Smulemates: A Karaoke Singing Style Recommendation System

I’ve grown up singing karaoke for as long as I remember – at home, at family parties, and at get-togethers with friends.  It is not only one of my favorite hobbies, but also a big part of my own culture.  So naturally, I decided to focus my final project on this great pastime.


The aspect of karaoke that I love the most is that it brings people together.  In fact, there is a whole social app around this concept, called Smule.  As of 2018, this popular karaoke app had over 50 million monthly active users.  It unites people from all over the world to either sing a solo, duet, or group performance.  Users may also view other users’ performances, and see what’s popular and trending.  However, what I noticed is that the app doesn’t recommend specific users based on the user’s particular singing style.  For myself, I know that I am unable to belt out Mariah Carey and Whitney Houston songs from the 90’s, so I prefer to stay within my own vocal range.  So, with millions of other users on the app, how can we make it easier for users to choose who to sing with?  With this project, I propose that Smule add a feature called Smulemates, a recommendation system that suggests other users with similar singing styles.


As I was looking for data for my project, I came across the Stanford Digital Archive of Mobile Performances (DAMP) Dataset, consisting of several datasets of actual Smule user performances.  The dataset required access approval, and since I had a very limited amount of time to work on the project, I took it upon myself to try to expedite the process by trying to contact the actual owner of the dataset (in addition to emailing the specified alias).  My initial attempts consisted of calling a phone number that was listed on the parent site in which the dataset was being hosted, along with sending a message through the Center for Computer Research in Music and Acoustics (CCRMA) Facebook page.

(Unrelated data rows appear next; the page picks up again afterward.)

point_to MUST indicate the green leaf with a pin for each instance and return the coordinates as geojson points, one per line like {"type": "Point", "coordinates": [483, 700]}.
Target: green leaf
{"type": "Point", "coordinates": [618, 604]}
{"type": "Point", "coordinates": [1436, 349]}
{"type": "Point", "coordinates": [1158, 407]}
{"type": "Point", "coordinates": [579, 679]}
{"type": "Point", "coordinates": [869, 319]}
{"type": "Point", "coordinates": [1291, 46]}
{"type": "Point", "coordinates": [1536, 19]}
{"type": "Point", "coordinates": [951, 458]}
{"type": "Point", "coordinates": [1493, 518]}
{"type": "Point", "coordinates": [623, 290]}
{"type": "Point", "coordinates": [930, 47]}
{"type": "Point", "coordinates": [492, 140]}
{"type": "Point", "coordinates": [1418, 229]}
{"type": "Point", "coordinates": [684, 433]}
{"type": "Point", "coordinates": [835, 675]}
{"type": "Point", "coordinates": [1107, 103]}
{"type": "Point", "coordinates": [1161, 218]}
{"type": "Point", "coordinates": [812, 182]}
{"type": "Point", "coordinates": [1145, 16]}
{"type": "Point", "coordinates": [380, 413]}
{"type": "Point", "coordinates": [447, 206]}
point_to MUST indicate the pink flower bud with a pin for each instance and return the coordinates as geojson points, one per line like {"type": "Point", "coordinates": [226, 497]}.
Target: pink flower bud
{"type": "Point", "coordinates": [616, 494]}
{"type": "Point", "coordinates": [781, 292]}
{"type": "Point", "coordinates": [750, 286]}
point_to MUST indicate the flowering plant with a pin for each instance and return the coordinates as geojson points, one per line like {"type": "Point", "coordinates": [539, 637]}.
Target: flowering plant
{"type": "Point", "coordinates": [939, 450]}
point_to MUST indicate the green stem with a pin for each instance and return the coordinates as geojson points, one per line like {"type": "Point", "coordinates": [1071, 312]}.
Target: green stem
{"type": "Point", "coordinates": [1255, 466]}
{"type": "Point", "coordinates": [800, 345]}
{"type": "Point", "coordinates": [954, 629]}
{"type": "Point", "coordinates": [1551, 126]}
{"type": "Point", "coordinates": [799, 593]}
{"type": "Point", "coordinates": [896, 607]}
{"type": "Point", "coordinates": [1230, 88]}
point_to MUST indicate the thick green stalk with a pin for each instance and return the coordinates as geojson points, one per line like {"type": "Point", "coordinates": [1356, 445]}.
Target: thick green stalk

Although the administrator was willing to help me figure out the contact, I was redirected back to the alias I had originally e-mailed. Since I was back at square one, I decided to take a bolder step and reach out to an individual on LinkedIn who had written a research paper using the DAMP dataset.  She was a former intern at Smule, and had worked on creating one of the datasets.  A few hours later, I received a very kind response that provided an e-mail address to the owner of the dataset.  The next morning, I e-mailed the owner directly and received access within the hour.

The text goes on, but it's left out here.